I’ve prayed for over a year and sought wise counsel on this calling of mine. It took a season apart from pursuing a career to allow God to reveal his true call for me. And I believe that my calling may take on different forms throughout my lifetime. (It may take on the form of nursing at one point.) In retrospect, my primary motivation in pursuing nursing was selfish, I wanted it for the money and stability, it was something I had control over. God’s calling on my life is not about me. This calling is confusing, constantly transforming, and frankly scares me. As my mentor would say, “If it doesn’t scare you, then it’s probably not of God.” My calling scares me so I must be on the right track!
My final post in this blog series is titled, Physically I Will Be.
So the question is, “Where will I be?”
You’ll know where to find me, I’ll be fulfilling my calling.
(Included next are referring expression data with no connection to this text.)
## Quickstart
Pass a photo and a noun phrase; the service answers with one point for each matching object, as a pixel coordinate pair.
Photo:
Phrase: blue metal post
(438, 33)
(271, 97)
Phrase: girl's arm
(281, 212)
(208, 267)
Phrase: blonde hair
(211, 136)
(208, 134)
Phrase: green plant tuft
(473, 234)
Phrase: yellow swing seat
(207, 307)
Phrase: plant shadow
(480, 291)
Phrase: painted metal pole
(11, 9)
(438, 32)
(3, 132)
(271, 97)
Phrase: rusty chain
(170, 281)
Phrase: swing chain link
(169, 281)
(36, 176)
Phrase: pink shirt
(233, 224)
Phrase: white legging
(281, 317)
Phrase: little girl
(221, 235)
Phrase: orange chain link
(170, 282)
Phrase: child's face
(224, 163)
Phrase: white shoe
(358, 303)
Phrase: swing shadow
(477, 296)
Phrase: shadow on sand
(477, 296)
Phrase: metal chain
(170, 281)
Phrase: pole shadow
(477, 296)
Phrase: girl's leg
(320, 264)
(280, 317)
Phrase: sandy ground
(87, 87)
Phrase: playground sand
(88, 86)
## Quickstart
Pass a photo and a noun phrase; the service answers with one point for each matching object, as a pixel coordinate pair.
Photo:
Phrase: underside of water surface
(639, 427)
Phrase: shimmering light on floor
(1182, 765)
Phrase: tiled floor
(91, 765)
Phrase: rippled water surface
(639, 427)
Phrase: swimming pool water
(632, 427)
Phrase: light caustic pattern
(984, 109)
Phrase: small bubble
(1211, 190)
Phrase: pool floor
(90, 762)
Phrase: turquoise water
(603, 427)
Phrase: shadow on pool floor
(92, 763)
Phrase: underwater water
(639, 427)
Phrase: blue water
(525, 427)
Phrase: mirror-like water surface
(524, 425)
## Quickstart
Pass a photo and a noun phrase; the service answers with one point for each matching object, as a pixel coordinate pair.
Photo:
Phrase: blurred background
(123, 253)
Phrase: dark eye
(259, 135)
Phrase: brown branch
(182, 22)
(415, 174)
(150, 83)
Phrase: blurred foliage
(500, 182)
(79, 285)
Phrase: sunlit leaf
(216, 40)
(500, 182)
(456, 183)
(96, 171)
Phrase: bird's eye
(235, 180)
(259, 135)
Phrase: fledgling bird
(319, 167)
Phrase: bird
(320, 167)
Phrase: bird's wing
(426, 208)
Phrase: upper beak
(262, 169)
(Disclaimer: If you are called to be a Registered Nurse, I applaud you! I personally know what it takes to get through a nursing program. And I’ve seen first-hand what you go through every time you step into work. I’ve met many women that are called into nursing and they are rocking it! I’m not encouraging every woman to quit their careers and do what I did. This situation is unique to me and what I felt the Holy Spirit leading me to, each situation is different. The best advice I can give you is to be sensitive to the prompting of the Holy Spirit, He will ultimately guide you.)